Of course, not every standout capability is organizational in nature. When setting the external-affairs agenda, respondents at the most successful companies are 2.5 times likelier than their peers to say they’re very effective at building fact-based narratives to support their positions. They are also much likelier to report effectiveness at tracking the quality of their relationships with stakeholders. Other data suggest that digital tools have a role to play here. Although a whopping 82 percent of all respondents say their organizations use digital tools (such as social media) for business reasons, those at successful companies use these tools differently. When asked about their main goals for using digital tools, for instance, they most often cite promoting their companies’ priorities and engaging with specific stakeholders, rather than driving website traffic or increasing their companies’ media visibility—which respondents at other companies cite more often.
Take an analytical approach. Most survey respondents expect that governments and regulators will grow more involved in their industries over time—and that there are real implications for company value. Consequently, organizations can no longer afford to take a qualitative approach to engaging with these stakeholders and hope for the best. Regardless of their industry or location, organizations should think of external relations as an extension of their business and apply the analysis-based management practices they use in other areas of their companies. This means, for example, tracking the economic impact of their companies’ external-affairs activities (and the quality of their stakeholder relationships) and using that information in specific tactics for engagement, such as the development of fact-based narratives that will resonate with external stakeholders.
Reimagine the organization. To succeed in external affairs, organizations need the right structure and people to support it. For many companies, this requires a rethinking of the function’s setup, so its work is more visible in the organization and more strategic, too.
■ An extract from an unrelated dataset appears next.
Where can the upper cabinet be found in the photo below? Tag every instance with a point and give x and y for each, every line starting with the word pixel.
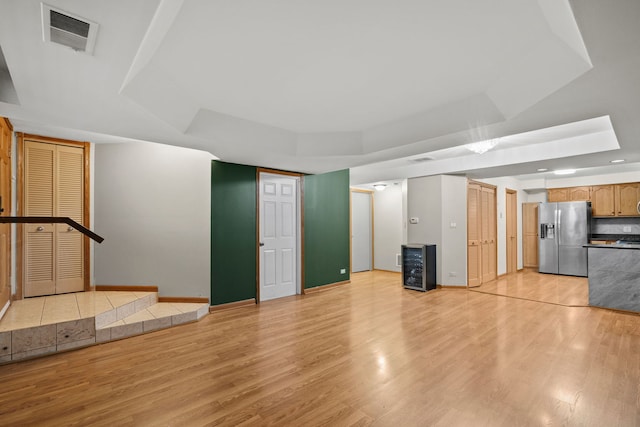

To start, companies should focus on developing the standout capabilities (especially those in the organization category) that have helped the most effective organizations succeed. The leaders of external-affairs functions should also seek to play a more active role in shaping strategic decisions that could be affected by external forces. They will also need strong talent in their functions—people who can act as thought partners to other functions and build long-term relationships with external stakeholders.